The computer system may include clients and servers. A client and server are generally remote from each other and typically interact through a communication network. The relationship of client and server arises by virtue of computer programs running on the respective computers and having a client-server relationship to each other. The Server may be a cloud Server, which is also called a cloud computing Server or a cloud host, and is a host product in a cloud computing service system, so as to solve the defects of high management difficulty and weak service expansibility in the conventional physical host and Virtual Private Server (VPS) service.
Artificial intelligence is the subject of studying computers to simulate some human mental processes and intelligent behaviors (such as learning, reasoning, thinking, planning, etc.), both at the hardware level and at the software level. Artificial intelligence hardware technologies generally include technologies such as sensors, dedicated artificial intelligence chips, cloud computing, distributed storage, big data processing, and the like; the artificial intelligence software technology mainly comprises a computer vision technology, a voice recognition technology, a natural voice processing technology, machine learning/deep learning, a big data processing technology, a knowledge map technology and the like.

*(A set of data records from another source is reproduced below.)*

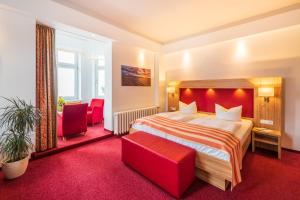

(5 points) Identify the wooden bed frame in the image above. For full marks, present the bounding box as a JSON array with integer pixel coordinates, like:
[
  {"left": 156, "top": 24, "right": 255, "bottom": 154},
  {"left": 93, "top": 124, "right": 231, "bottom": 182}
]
[{"left": 129, "top": 128, "right": 251, "bottom": 191}]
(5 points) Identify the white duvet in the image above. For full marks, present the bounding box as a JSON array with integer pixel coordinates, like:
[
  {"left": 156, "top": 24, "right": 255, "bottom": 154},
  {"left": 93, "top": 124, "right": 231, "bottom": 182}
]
[
  {"left": 132, "top": 112, "right": 253, "bottom": 161},
  {"left": 157, "top": 111, "right": 198, "bottom": 122}
]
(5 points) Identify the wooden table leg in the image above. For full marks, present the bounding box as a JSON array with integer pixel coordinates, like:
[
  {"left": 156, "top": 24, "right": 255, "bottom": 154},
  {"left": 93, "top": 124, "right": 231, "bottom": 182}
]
[
  {"left": 252, "top": 132, "right": 255, "bottom": 152},
  {"left": 277, "top": 137, "right": 281, "bottom": 159}
]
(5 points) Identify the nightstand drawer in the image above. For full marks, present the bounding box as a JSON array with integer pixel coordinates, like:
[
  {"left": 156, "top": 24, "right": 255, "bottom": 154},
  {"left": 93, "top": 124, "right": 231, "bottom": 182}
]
[{"left": 252, "top": 128, "right": 281, "bottom": 159}]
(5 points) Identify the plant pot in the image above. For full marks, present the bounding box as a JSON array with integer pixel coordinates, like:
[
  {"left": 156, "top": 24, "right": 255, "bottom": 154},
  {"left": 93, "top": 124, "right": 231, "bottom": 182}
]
[{"left": 2, "top": 156, "right": 29, "bottom": 179}]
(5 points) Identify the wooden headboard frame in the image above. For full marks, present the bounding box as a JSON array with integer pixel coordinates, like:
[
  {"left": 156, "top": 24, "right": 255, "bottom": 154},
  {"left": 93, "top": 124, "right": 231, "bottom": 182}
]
[{"left": 168, "top": 77, "right": 284, "bottom": 131}]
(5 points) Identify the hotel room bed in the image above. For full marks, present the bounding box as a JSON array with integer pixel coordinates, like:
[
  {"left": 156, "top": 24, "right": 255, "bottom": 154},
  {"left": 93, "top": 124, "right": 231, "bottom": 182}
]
[{"left": 130, "top": 112, "right": 253, "bottom": 190}]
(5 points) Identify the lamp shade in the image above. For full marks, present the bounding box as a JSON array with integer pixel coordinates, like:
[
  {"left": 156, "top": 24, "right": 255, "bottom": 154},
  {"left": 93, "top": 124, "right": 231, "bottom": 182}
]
[
  {"left": 258, "top": 87, "right": 274, "bottom": 97},
  {"left": 167, "top": 87, "right": 175, "bottom": 94}
]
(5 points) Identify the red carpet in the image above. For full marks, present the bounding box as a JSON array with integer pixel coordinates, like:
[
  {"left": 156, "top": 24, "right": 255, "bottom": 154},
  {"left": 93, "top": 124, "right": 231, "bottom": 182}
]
[{"left": 0, "top": 138, "right": 300, "bottom": 200}]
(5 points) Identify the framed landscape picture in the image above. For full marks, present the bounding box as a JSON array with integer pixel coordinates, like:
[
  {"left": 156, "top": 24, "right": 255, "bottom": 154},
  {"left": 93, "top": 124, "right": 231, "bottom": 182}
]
[{"left": 121, "top": 65, "right": 151, "bottom": 86}]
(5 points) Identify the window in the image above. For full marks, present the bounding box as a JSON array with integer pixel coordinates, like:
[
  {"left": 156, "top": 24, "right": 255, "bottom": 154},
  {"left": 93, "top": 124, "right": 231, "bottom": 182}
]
[
  {"left": 57, "top": 50, "right": 78, "bottom": 100},
  {"left": 95, "top": 56, "right": 105, "bottom": 97}
]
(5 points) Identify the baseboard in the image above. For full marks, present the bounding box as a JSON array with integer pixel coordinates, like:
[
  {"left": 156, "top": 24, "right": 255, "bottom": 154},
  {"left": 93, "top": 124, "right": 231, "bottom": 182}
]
[{"left": 281, "top": 147, "right": 300, "bottom": 154}]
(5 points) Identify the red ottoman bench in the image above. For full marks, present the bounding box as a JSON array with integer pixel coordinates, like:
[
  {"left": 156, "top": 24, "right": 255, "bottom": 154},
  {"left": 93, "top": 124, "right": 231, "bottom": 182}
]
[{"left": 122, "top": 132, "right": 196, "bottom": 198}]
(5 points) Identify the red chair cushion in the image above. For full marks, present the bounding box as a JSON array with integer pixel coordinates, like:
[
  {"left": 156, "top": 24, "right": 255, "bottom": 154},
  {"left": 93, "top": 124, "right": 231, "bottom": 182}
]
[
  {"left": 57, "top": 104, "right": 88, "bottom": 137},
  {"left": 87, "top": 99, "right": 104, "bottom": 124},
  {"left": 122, "top": 132, "right": 196, "bottom": 198}
]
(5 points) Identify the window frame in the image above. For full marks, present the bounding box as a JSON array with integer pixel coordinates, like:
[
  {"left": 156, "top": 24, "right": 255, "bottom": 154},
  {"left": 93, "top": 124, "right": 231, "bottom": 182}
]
[
  {"left": 95, "top": 57, "right": 105, "bottom": 98},
  {"left": 56, "top": 49, "right": 79, "bottom": 101}
]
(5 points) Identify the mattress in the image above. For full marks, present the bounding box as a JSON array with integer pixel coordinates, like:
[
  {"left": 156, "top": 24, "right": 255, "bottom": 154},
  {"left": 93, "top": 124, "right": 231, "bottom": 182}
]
[{"left": 132, "top": 113, "right": 253, "bottom": 162}]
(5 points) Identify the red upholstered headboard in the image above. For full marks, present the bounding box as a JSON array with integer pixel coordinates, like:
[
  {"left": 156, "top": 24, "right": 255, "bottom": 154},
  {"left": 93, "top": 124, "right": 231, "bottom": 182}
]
[{"left": 179, "top": 88, "right": 254, "bottom": 118}]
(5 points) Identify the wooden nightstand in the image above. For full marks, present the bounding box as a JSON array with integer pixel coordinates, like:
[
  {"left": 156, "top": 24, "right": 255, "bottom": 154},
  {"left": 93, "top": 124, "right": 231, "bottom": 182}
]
[{"left": 252, "top": 127, "right": 281, "bottom": 159}]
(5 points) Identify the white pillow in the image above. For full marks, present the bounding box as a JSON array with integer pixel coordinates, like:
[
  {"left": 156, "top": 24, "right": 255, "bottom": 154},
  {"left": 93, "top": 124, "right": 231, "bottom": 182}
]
[
  {"left": 215, "top": 104, "right": 242, "bottom": 121},
  {"left": 179, "top": 101, "right": 197, "bottom": 114}
]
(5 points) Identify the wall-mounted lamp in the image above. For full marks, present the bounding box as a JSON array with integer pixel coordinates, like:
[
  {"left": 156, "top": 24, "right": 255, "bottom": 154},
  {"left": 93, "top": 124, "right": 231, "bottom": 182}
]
[
  {"left": 167, "top": 87, "right": 175, "bottom": 96},
  {"left": 258, "top": 87, "right": 274, "bottom": 103}
]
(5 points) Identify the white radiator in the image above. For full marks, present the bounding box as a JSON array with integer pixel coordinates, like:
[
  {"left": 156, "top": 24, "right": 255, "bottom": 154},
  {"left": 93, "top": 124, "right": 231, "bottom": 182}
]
[{"left": 114, "top": 106, "right": 158, "bottom": 135}]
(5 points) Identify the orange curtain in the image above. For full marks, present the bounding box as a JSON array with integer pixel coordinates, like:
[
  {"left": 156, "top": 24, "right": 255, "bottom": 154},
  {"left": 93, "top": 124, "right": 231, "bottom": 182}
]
[{"left": 36, "top": 24, "right": 57, "bottom": 152}]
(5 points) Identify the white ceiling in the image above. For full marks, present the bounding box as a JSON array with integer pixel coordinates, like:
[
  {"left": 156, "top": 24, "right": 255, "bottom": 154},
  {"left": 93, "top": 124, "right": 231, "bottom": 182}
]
[{"left": 54, "top": 0, "right": 300, "bottom": 44}]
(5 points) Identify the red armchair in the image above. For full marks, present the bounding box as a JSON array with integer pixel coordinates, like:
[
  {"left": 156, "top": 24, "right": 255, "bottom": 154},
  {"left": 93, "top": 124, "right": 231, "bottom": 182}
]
[
  {"left": 87, "top": 99, "right": 104, "bottom": 126},
  {"left": 57, "top": 103, "right": 88, "bottom": 139}
]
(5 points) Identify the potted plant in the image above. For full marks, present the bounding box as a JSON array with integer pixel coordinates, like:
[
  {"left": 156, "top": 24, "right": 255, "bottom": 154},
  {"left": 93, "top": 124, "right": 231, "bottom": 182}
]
[{"left": 0, "top": 98, "right": 41, "bottom": 179}]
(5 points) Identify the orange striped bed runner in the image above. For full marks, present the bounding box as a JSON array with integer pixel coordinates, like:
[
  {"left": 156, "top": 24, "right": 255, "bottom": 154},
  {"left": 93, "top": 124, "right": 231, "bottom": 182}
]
[{"left": 135, "top": 115, "right": 242, "bottom": 188}]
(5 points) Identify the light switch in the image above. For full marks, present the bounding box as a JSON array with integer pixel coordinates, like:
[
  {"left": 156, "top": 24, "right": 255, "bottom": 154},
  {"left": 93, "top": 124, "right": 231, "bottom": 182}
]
[{"left": 260, "top": 119, "right": 274, "bottom": 125}]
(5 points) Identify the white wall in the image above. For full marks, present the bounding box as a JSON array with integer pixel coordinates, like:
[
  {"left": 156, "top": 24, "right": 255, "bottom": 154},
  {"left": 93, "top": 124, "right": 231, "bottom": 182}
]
[
  {"left": 0, "top": 0, "right": 161, "bottom": 130},
  {"left": 160, "top": 25, "right": 300, "bottom": 150},
  {"left": 55, "top": 31, "right": 108, "bottom": 102},
  {"left": 0, "top": 8, "right": 35, "bottom": 138},
  {"left": 0, "top": 8, "right": 35, "bottom": 164}
]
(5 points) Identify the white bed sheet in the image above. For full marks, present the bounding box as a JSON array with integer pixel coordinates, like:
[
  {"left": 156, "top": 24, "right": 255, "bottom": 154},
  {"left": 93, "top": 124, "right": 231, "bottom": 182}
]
[
  {"left": 156, "top": 111, "right": 199, "bottom": 122},
  {"left": 132, "top": 112, "right": 253, "bottom": 162}
]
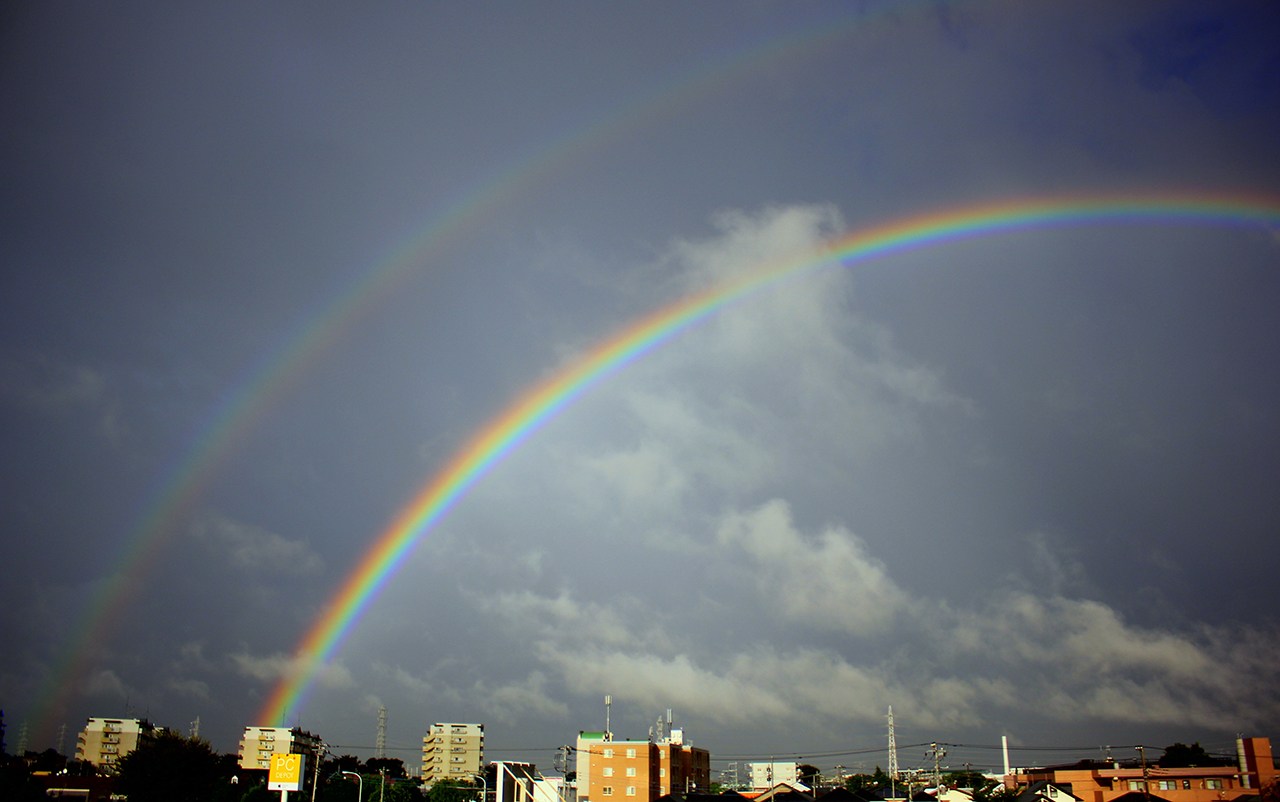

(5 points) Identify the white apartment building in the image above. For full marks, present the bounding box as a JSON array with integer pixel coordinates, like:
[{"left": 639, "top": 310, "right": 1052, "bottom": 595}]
[
  {"left": 239, "top": 727, "right": 320, "bottom": 771},
  {"left": 751, "top": 762, "right": 800, "bottom": 790},
  {"left": 76, "top": 716, "right": 159, "bottom": 769},
  {"left": 421, "top": 723, "right": 484, "bottom": 785}
]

It should be understood that various forms of the flows shown above may be used, with steps reordered, added, or deleted. For example, the steps described in the present application may be executed in parallel, sequentially, or in different orders, and the present invention is not limited thereto as long as the desired results of the technical solutions disclosed in the present application can be achieved.
The above-described embodiments should not be construed as limiting the scope of the present application. It should be understood by those skilled in the art that various modifications, combinations, sub-combinations and substitutions may be made in accordance with design requirements and other factors. Any modification, equivalent replacement, and improvement made within the spirit and principle of the present application shall be included in the protection scope of the present application.

Claims (20)

1. A method of training an information fusion model, comprising:
acquiring keywords of a title of an input video;
acquiring focused attention information according to images and/or audio of each frame of an input video;
determining information to be fused based on the collection attention information and the keywords of the title;
and taking the information to be fused as the input of an information fusion model, taking the alternative material information which is acquired from an input video and comprises characters, events and start-stop time as the expected output of the information fusion model corresponding to the information to be fused, and training an initial model of the information fusion model to obtain the trained information fusion model.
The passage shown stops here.